Former Permanent TSB chief executive David Guinane is suing the State-owned bank over the terms of his departure from the bailed-out bank.
Guinane had run Permanent TSB when it was part of the Irish Life & Permanent Group. The Permanent TSB unit was being spun off into a separate independent entity as part of the restructuring of the organisation. Guinane applied for the role of chief executive in the new bank.
However, the post was given to British banker Jeremy Masding in January 2012. The job is subject to the €500,000 pay cap.
Guinane is understood to have agreed an exit package with the board. However, the agreement turned to conflict within days. Legal records show that Guinane's lawsuit kicked off on January 27, 2012, 10 days after Masding's appointment was announced but before the banker was scheduled to leave the organisation in February 2012.
"We would like to thank David for the significant contribution he has made to the bank during his career and wish him every success for the future," Irish Life & Permanent TSB chairman Alan Cook said after Masding's appointment.
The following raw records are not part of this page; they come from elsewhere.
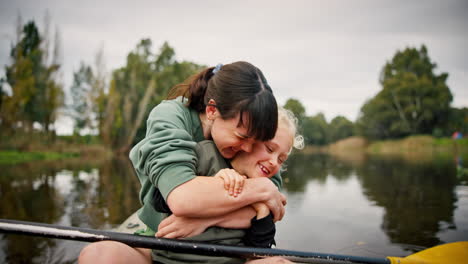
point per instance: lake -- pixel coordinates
(348, 204)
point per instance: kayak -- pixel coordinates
(130, 225)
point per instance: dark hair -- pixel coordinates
(238, 87)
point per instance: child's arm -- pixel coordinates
(233, 181)
(261, 209)
(262, 230)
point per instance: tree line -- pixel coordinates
(414, 99)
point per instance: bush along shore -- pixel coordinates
(424, 145)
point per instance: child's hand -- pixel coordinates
(233, 181)
(261, 209)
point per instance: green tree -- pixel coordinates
(136, 88)
(414, 100)
(81, 101)
(36, 94)
(315, 130)
(296, 107)
(340, 127)
(458, 121)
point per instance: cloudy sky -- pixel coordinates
(327, 54)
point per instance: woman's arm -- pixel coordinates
(180, 227)
(206, 197)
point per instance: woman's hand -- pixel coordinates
(261, 209)
(274, 199)
(233, 181)
(180, 227)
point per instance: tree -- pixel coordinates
(315, 130)
(340, 127)
(36, 94)
(81, 101)
(136, 88)
(296, 107)
(414, 100)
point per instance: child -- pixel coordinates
(265, 160)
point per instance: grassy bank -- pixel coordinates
(419, 144)
(411, 146)
(19, 148)
(15, 157)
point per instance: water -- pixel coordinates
(352, 205)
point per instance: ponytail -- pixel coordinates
(237, 88)
(194, 89)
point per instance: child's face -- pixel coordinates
(266, 158)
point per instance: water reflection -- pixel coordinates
(92, 193)
(418, 196)
(348, 204)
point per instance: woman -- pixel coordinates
(265, 160)
(232, 105)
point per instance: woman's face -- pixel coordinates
(229, 137)
(266, 157)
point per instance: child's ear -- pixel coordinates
(211, 110)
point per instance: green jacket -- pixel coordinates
(166, 157)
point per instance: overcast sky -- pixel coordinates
(327, 54)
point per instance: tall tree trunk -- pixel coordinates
(139, 118)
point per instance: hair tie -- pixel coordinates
(217, 68)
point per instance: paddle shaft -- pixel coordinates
(181, 246)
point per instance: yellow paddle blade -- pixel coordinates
(453, 253)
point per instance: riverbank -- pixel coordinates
(38, 147)
(413, 145)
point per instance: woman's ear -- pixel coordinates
(211, 110)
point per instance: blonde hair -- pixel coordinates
(287, 119)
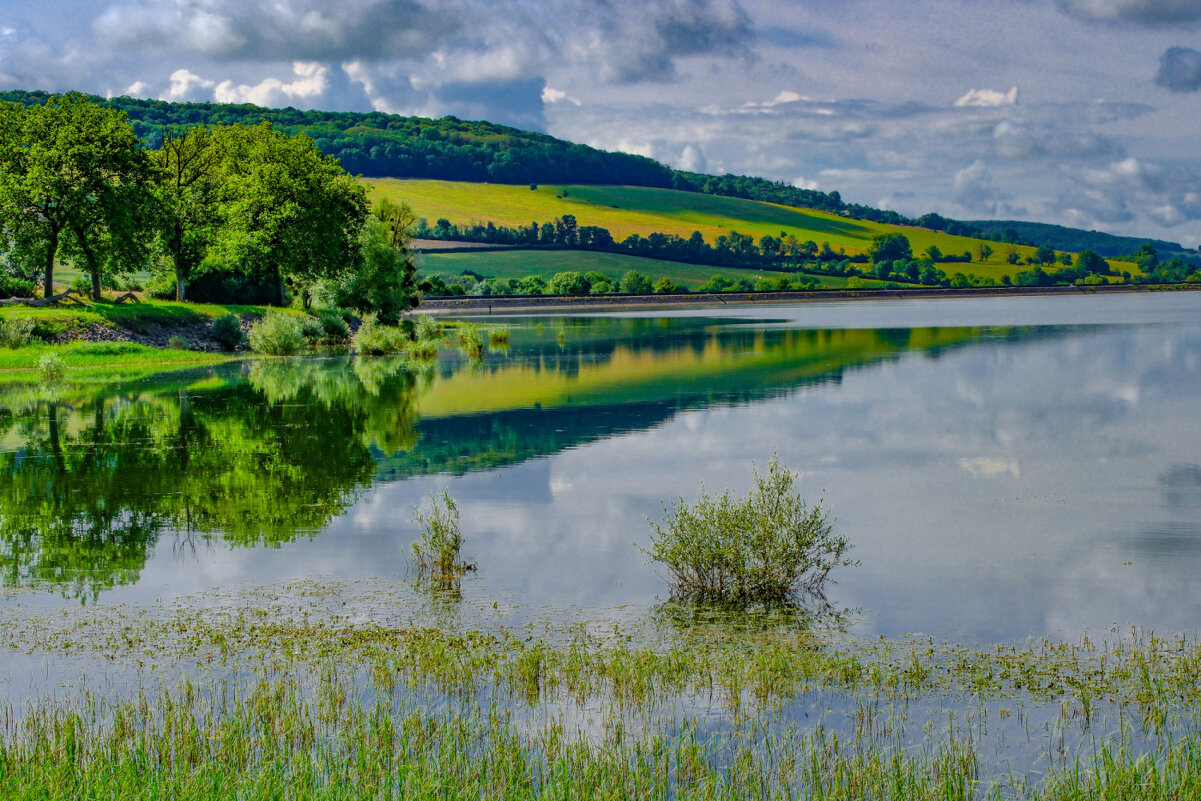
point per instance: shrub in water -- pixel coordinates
(51, 369)
(16, 332)
(374, 339)
(333, 326)
(471, 340)
(227, 332)
(311, 329)
(428, 329)
(276, 334)
(769, 548)
(436, 553)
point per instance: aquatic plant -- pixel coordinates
(276, 334)
(51, 369)
(769, 548)
(436, 553)
(428, 329)
(376, 339)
Guinane is represented by a heavy-hitting legal team including Liam Guidera from Mason Hayes & Curran. Affidavits were filed in July as part of preliminary legal skirmishes. Last week, a hearing relating to the case was adjourned in Chancery Courts until November. Irish Life & Permanent is represented by Cathal McCarthy solicitors.
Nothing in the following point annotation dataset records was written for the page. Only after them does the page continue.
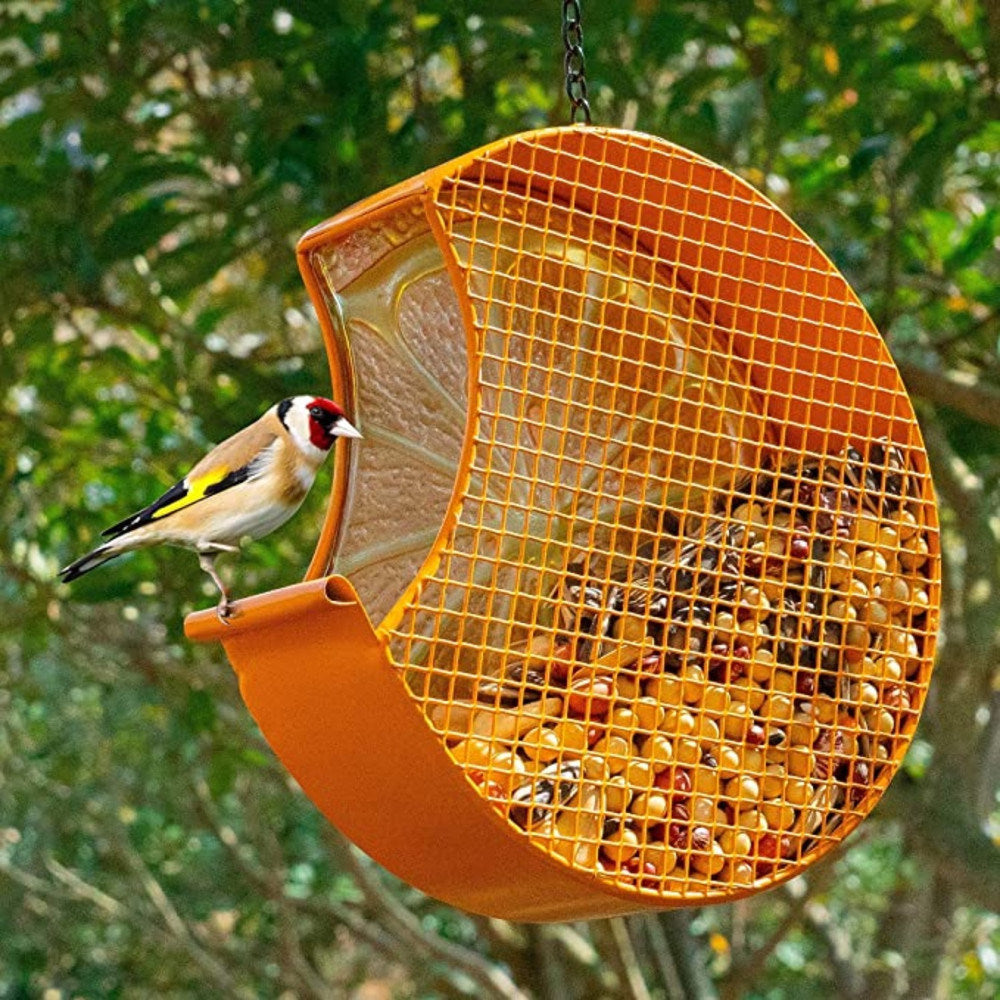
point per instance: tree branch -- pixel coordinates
(492, 981)
(954, 389)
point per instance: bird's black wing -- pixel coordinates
(183, 494)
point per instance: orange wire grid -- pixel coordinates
(642, 509)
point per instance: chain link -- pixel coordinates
(576, 80)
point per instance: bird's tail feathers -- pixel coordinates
(99, 556)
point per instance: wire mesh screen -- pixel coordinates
(679, 624)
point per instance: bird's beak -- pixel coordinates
(344, 429)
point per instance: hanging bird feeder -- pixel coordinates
(642, 545)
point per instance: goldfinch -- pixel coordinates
(249, 485)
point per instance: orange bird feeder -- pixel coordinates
(642, 545)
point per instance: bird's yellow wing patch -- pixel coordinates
(199, 488)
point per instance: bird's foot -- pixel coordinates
(224, 610)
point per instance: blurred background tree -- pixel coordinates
(158, 160)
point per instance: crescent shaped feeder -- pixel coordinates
(641, 540)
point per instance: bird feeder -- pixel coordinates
(641, 541)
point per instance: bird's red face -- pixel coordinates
(327, 422)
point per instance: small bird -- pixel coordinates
(249, 485)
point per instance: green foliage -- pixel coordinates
(158, 161)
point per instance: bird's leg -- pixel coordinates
(207, 562)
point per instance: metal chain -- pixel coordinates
(576, 80)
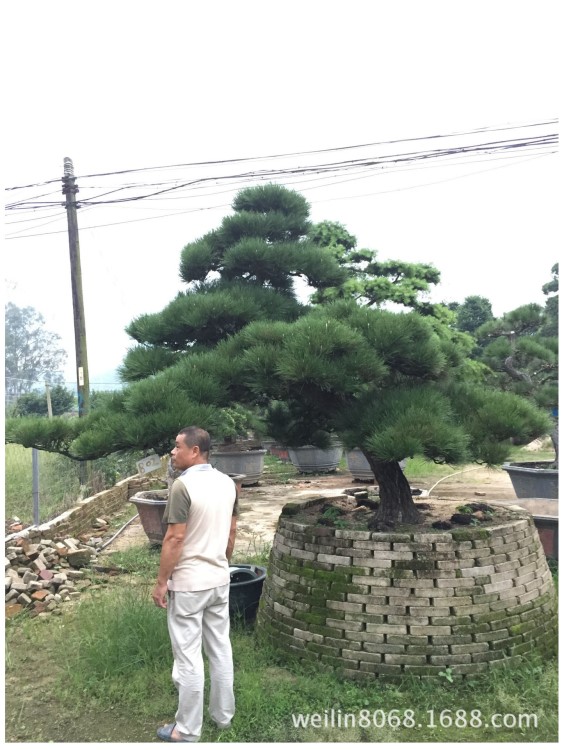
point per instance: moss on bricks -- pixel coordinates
(414, 565)
(312, 617)
(471, 629)
(333, 576)
(467, 535)
(347, 588)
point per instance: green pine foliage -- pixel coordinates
(237, 347)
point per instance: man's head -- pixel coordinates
(192, 447)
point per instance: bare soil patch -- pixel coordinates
(261, 504)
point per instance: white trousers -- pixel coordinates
(195, 618)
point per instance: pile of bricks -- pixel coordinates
(42, 574)
(373, 604)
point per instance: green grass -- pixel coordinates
(59, 484)
(113, 651)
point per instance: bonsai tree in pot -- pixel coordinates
(393, 384)
(521, 351)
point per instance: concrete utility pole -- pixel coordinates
(69, 189)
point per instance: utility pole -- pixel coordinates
(69, 189)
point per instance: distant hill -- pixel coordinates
(105, 381)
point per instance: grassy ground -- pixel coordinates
(59, 484)
(103, 669)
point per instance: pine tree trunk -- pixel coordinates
(396, 503)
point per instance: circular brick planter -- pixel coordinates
(387, 604)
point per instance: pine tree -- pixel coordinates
(393, 384)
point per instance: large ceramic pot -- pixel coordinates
(309, 459)
(248, 463)
(151, 506)
(359, 466)
(533, 478)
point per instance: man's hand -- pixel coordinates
(159, 595)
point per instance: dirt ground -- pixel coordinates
(261, 504)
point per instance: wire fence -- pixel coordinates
(59, 481)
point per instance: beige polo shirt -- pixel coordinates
(204, 499)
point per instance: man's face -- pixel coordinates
(184, 456)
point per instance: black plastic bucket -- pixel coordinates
(246, 584)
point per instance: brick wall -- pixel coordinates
(80, 518)
(384, 604)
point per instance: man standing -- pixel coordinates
(193, 585)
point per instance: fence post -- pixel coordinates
(35, 472)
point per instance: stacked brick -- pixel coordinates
(81, 518)
(386, 604)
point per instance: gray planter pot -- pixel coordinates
(151, 506)
(359, 466)
(309, 459)
(247, 463)
(533, 479)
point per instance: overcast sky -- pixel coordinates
(131, 85)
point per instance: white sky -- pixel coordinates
(125, 85)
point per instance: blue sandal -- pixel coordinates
(165, 733)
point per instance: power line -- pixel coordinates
(520, 158)
(488, 147)
(483, 129)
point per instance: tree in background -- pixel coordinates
(32, 354)
(473, 312)
(34, 403)
(370, 282)
(392, 384)
(550, 289)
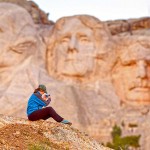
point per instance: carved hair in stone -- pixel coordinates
(17, 40)
(131, 73)
(74, 46)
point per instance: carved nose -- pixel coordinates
(142, 69)
(72, 45)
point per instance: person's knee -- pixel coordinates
(50, 108)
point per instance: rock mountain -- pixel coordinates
(98, 73)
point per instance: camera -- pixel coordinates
(47, 95)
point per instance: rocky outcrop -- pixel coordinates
(84, 66)
(17, 133)
(129, 26)
(38, 15)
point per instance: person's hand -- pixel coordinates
(44, 97)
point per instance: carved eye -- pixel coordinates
(21, 47)
(65, 39)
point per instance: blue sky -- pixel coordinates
(102, 9)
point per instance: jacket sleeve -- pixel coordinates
(48, 101)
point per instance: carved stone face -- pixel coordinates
(131, 76)
(17, 36)
(74, 53)
(18, 42)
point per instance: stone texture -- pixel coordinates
(43, 135)
(75, 46)
(87, 96)
(131, 72)
(130, 26)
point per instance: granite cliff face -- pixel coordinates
(98, 73)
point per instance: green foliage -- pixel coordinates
(122, 143)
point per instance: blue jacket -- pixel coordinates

The banker was one of the key insiders as Permanent TSB ratcheted up its exposure to the property market. He was extremely well-rewarded in his role, even being granted a mega-options deal in March 2008 – with the bank lurching towards a €4bn taxpayer bail out. He was conditionally awarded an options package worth up to €600,000. Those options turned out to be worthless as the group's share price was vapourised.
Guinane is now a financial consultant and chairs the National College of Ireland's Personal Finance Education group, which aims to educate people about their finance.
He was one of the first bankers to apologise for the industry's role in trashing the economy.
"As bankers, we must recognise first and foremost that this crisis has been caused by the failure of our sector to fully understand and manage the risks inherent in our business," he said in a speech at the Institute of Bankers in November 2009.
He said the banks had made poor judgements in regards to lending and investment, and that these errors had been made worse by poor corporate governance. In his role as president of the Banking Institute, Guinane added that the banking sector should express contrition and appreciation for the support it had received from the State.
Guinane had been instrumental in steadying the Permanent TSB bank after its €4bn bailout, inking a deal to bulk up its balance sheet by taking on €650m worth of deposits from Northern Rock's Irish customers in August 2011.
The banker had also introduced a new initiative to reduce its exposure to toxic tracker mortgages by offering incentives to persuade customers to pay off their loans early. He also fronted a move to slash staff numbers at the bank, with 280 job losses announced and a raft of branch closures as part of a savage restructuring.
He was also involved in the doomed move to merge Irish Life & Permanent with EBS and other banking debris to create a "third force" in Irish banking.
Guinane did not comment last week. Irish Life said that it would not comment on legal issues.